Fungitoxic properties of neem giloy-T. cordifolia leaf oil: For MIC of most active giloy-T. cordifolia leaf essential oil was determined by following Kumar4,17 method. Different concentration of the T. cordifolia leaf oil ranging from 200-600 ppm were prepared by dissolving requisite amount of oil in 0.5 mL acetone and then mixing with 9.5 mL czapeks dox agar medium separately. In control sets the petri plates having acetone and medium without oil were used. From periphery of 7 days old culture of each of test fungi, fungal discs (5 mm diam) were obtained and aseptically inoculated in each of control and the treatment sets. All these sets were incubated at 28±2°C for 6 days. In treatment/control sets diameters of fungal colony were measured in mutually perpendicular directions on the 7th day and the average was used to calculate the percent inhibition of mycelia growth of test fungi separately.
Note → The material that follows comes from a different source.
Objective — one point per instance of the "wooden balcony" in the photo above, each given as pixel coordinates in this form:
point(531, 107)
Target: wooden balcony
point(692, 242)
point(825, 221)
The leaf oil treated discs of the fungi showing complete inhibition of their mycelia growth up to 7 days were washed with sterile water and placed again on fresh solidified medium to observe the revival of mycelia growth. The fungitoxic spectrum of the neem giloy T. cordifolia leaf oil was studied against various fungi isolated from pigeon pea seed samples. In addition effect of temperature, autoclaving and storage on the fungi toxicity of oil was determined following Kumar4. The each experiment was repeated thrice and contained 5 replicates.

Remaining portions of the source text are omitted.